In the initial chapter of her book, Barolini begins by arguing for the non-implausibility of Bruno Nardi’s thesis on the status of Dante-prophet: this move is not to be discounted given that, in 1992, the whole of Dante studies considered Nardi’s thesis with a certain dismissiveness. And yet strong reasons existed to re-evaluate it, for example on the basis of the poem’s numerous truth claims, as well as the prophetic-apocalyptic dimension manifested in various epistles. However, Barolini’s reconsideration of Nardi’s essay depended on her posing a general question, all the while knowing how problematic this question was (and is): Did Dante believe in the truth that he claims to recount? In practice, her central concern was to find a mode of reading Dante’s poem that does not result in tautology, stepping outside of its structural configuration to be able to interpret it.

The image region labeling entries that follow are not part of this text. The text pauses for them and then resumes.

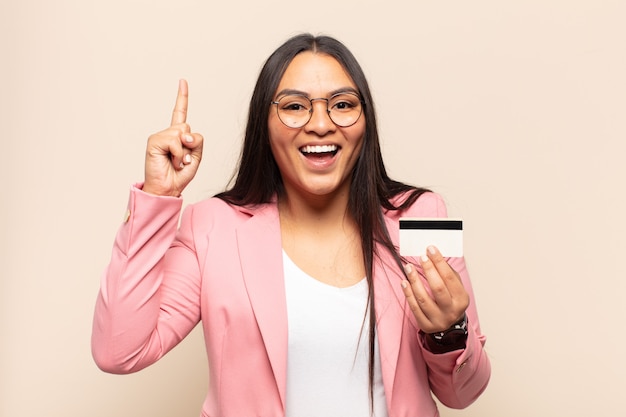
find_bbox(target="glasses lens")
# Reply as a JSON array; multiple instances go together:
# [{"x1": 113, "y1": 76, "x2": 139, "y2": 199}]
[
  {"x1": 328, "y1": 93, "x2": 362, "y2": 127},
  {"x1": 277, "y1": 95, "x2": 311, "y2": 127},
  {"x1": 274, "y1": 93, "x2": 363, "y2": 128}
]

Equally courageously, the chapter tackles Charles S. Singleton and the question of allegory, both of the poets or of the theologians, in relation to the Epistle to Cangrande. Authentic or not, the Epistle authorizes us to consider the credibility of the literal level of the text in a similar manner to how we consider the books of the Bible. Barolini plays a precision game, bringing to light, beyond their contrasting principles, the similarities between Nardi’s position, which presupposes a correspondence between what is narrated and what is effectively granted as ‘inspiration’ to Dante-prophet, and Singleton’s position, which defines the Commedia as a fiction that pretends not to be a fiction and holds that every aspect of the Dantean account Beginning of page[p. 137] must be read on a second allegorical (and theologically orthodox) level while accepting the truth of the literal first level. There exists, therefore, an objective truth in Dante’s text, which is a literary and rhetorical construction that is modelled on either a vision or a theological pattern.

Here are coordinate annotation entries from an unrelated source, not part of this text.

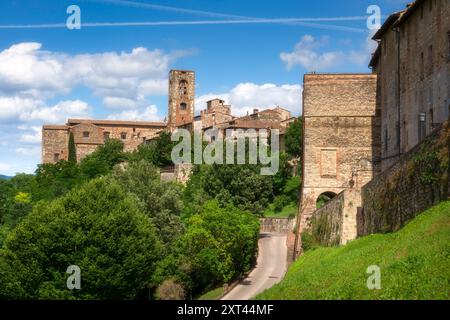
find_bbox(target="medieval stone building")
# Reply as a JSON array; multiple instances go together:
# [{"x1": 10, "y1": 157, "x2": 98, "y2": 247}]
[
  {"x1": 42, "y1": 70, "x2": 292, "y2": 163},
  {"x1": 294, "y1": 0, "x2": 450, "y2": 254},
  {"x1": 370, "y1": 0, "x2": 450, "y2": 169},
  {"x1": 299, "y1": 74, "x2": 380, "y2": 240}
]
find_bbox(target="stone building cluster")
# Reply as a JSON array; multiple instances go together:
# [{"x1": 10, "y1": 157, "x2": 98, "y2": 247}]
[
  {"x1": 42, "y1": 70, "x2": 294, "y2": 163},
  {"x1": 294, "y1": 0, "x2": 450, "y2": 255}
]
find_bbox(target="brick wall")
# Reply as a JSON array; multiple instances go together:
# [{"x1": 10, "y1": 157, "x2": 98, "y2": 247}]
[
  {"x1": 307, "y1": 188, "x2": 361, "y2": 246},
  {"x1": 357, "y1": 122, "x2": 450, "y2": 236}
]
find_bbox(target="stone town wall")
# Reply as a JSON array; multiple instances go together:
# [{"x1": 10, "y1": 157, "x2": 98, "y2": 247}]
[
  {"x1": 260, "y1": 218, "x2": 295, "y2": 234},
  {"x1": 42, "y1": 126, "x2": 69, "y2": 163},
  {"x1": 357, "y1": 122, "x2": 450, "y2": 236}
]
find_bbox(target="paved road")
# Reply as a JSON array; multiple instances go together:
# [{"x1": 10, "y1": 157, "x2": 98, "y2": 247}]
[{"x1": 222, "y1": 233, "x2": 287, "y2": 300}]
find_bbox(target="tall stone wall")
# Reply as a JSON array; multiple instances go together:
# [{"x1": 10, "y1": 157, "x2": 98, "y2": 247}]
[
  {"x1": 357, "y1": 122, "x2": 450, "y2": 236},
  {"x1": 305, "y1": 188, "x2": 361, "y2": 246},
  {"x1": 375, "y1": 0, "x2": 450, "y2": 170},
  {"x1": 296, "y1": 74, "x2": 381, "y2": 253},
  {"x1": 42, "y1": 125, "x2": 69, "y2": 163},
  {"x1": 260, "y1": 218, "x2": 295, "y2": 234}
]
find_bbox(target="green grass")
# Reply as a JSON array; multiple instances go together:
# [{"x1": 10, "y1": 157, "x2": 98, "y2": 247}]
[
  {"x1": 197, "y1": 287, "x2": 223, "y2": 300},
  {"x1": 257, "y1": 201, "x2": 450, "y2": 300},
  {"x1": 264, "y1": 203, "x2": 298, "y2": 218}
]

Fittingly, Barolini reflects at length on how Dantean ‘truth claims’ can be accommodated and condemns the forced division between poeta and theologus, as well as the inflexibility surrounding the issue of the non-authenticity of the Epistle to Cangrande. The true problem is to establish how — within the narrative construction of his poem — Dante positions himself regarding the substance of his account and its truth value. The reader is certainly primed for a reception mode that must be attentive to the levels of truthfulness problematized within the work itself. Noting insightfully the limits of various other interpretations that built upon these arguments (such as those of Robert Hollander, Giorgio Padoan, Peter Dronke, Peter Hawkins, etc.), Barolini arrives at an essential assumption in her interpretative framework by turning to Augustine (who did not exclude poetic abilities on the part of a prophet): ‘In my opinion, Dante self-consciously used the means of fiction — poetic and narrative strategies — in the service of a vision he believed to be true, thus creating the hybrid he defined a “truth that has the face of a lie” — “un ver c’ha faccia di menzogna” (Inf. 16.124)’ (UDC, p. 11). In short, there is no clear distinction between poetry and theological fiction, or between authentic inspiration and imposed structure: Dante is a prophet and a poet, one who achieves a ‘non-false error’, or rather ‘a fiction that IS true’ (UDC, p. 13).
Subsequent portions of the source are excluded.